# Reading > Who Said That? >  What does mazzolato mean? It's in The Counte of Monte Cristo

## MeMyselfandI

What does mazzolato mean? It's in The Counte of Monte Cristo on page 114. All I know is that it is a form of execution. But I want to know what it is exacly.

----------


## Admin

Knocked on the head, as opposed to having your head cut off.

----------


## SerenaHalliwell

why is it not in any dictonary then?

----------


## jo_brink

yes. itd b good to find some real info on this. im doin a research paper on things in the book. n since i didnt know wut this is i thot how better of a way to find out. if any one has any sites that could help, please let me know!! thanx!

----------


## Admin

it is a spanish word, which is why you won't find it in english dictionaries.

----------


## madsrant

Here is a bit of text, from which you can derive the meaning from. 

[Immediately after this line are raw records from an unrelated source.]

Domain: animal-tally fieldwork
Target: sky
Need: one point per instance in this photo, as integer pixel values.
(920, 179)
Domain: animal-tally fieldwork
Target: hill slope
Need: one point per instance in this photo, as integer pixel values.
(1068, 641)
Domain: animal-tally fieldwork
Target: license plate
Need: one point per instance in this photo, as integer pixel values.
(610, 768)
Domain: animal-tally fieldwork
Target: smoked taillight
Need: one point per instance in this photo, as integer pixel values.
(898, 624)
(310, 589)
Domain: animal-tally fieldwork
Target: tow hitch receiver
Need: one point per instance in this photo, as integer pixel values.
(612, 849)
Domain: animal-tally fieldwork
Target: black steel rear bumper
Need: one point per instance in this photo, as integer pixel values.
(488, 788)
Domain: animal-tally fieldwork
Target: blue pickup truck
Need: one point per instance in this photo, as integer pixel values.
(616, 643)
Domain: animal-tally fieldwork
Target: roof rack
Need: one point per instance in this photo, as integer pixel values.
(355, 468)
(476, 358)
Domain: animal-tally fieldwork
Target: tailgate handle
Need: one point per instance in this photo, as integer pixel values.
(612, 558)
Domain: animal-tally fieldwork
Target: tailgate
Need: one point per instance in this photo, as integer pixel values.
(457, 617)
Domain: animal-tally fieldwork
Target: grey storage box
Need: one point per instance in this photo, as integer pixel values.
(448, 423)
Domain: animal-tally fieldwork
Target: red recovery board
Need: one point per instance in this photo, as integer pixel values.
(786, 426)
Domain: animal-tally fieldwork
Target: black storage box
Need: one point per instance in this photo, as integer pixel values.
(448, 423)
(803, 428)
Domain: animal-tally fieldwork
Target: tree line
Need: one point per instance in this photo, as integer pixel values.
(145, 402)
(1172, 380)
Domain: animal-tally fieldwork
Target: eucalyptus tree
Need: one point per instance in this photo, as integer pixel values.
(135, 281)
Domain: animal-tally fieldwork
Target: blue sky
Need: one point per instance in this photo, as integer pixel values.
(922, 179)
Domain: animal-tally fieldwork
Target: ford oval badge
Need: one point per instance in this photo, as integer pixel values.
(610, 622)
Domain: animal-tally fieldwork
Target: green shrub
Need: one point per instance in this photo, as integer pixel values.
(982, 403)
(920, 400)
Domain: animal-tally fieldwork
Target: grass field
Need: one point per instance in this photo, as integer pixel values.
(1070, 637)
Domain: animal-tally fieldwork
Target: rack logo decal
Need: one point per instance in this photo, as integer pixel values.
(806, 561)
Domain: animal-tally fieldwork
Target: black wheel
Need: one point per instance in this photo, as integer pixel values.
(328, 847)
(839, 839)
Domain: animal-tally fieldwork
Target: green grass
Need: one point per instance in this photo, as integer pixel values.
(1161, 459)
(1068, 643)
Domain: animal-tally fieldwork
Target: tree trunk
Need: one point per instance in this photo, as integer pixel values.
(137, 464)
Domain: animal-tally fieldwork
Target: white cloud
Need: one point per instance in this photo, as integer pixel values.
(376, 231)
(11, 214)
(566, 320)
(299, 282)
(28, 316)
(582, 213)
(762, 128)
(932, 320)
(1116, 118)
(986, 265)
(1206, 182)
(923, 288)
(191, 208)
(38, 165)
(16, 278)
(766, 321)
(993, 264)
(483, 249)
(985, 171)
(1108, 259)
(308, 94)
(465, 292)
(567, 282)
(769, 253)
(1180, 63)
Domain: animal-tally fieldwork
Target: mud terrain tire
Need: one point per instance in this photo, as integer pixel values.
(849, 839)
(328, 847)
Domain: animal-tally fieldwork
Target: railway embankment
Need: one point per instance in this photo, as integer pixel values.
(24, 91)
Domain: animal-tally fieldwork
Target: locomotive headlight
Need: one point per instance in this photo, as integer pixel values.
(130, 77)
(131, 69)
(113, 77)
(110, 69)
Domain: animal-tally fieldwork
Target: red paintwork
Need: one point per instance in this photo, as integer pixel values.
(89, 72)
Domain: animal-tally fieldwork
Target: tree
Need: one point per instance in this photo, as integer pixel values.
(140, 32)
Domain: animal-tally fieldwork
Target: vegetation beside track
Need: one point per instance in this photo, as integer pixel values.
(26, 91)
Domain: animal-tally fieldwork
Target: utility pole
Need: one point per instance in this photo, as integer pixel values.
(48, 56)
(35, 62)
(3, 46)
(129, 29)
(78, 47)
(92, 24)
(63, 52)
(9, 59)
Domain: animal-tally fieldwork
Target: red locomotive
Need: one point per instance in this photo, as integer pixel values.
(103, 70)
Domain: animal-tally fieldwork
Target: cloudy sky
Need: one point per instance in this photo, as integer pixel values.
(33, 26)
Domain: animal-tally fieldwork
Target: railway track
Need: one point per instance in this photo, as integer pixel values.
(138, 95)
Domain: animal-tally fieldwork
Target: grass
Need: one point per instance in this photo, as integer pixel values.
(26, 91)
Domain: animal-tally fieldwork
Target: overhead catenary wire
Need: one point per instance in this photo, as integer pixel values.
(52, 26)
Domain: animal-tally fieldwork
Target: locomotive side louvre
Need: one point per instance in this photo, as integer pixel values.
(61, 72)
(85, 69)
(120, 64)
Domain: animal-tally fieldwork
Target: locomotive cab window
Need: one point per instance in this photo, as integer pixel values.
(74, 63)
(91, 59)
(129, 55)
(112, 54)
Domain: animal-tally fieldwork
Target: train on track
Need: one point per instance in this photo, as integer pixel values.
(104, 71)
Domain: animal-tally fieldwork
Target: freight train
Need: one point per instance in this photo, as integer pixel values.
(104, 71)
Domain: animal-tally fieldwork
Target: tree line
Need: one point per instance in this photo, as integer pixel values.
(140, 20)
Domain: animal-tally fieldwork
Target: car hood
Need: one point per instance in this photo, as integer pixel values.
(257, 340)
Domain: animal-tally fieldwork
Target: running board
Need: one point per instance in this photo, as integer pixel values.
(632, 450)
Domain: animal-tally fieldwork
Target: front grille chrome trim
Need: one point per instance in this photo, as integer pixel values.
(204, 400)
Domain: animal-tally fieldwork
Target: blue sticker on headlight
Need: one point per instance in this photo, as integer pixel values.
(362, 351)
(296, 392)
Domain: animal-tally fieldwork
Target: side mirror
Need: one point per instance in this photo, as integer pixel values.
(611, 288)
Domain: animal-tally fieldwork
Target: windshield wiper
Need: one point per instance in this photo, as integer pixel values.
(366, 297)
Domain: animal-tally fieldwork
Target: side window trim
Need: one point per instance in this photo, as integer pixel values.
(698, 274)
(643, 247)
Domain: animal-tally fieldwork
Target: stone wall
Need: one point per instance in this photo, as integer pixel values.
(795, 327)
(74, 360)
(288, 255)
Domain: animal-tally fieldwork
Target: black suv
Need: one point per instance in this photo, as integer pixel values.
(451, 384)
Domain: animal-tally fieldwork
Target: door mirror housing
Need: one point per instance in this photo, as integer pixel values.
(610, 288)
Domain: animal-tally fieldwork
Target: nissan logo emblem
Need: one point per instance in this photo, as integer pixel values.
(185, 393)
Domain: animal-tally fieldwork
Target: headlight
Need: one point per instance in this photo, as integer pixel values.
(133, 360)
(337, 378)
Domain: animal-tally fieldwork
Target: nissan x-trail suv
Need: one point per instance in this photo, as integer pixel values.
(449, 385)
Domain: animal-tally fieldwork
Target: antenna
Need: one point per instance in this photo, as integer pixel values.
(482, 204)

The text is from Mannin, ca. 1914

It was still the Rome of Ducas" Count of Monte Cristo," the home of long-haired artists and of Papal "sbirri," where foreign newspapers were vigorously censored, stabbings and religious functions the most prominent events, where the inhuman "mazzolato" executions drew as great crowds as did an occasional "miraculous" picture, where picturesque contadina models waited for hire on the Scala di Spagna, where the streets were with few exceptions narrow and ill-lighted, but where living and wine were ridiculously cheap.

----------


## Colonel

It's not Spanish; it's Italian. The origin is mazza "mace" and its deriviative mazzuola "mallet or bludgeon, club or cudgel". The condemned was literally bludgeoned to death.

----------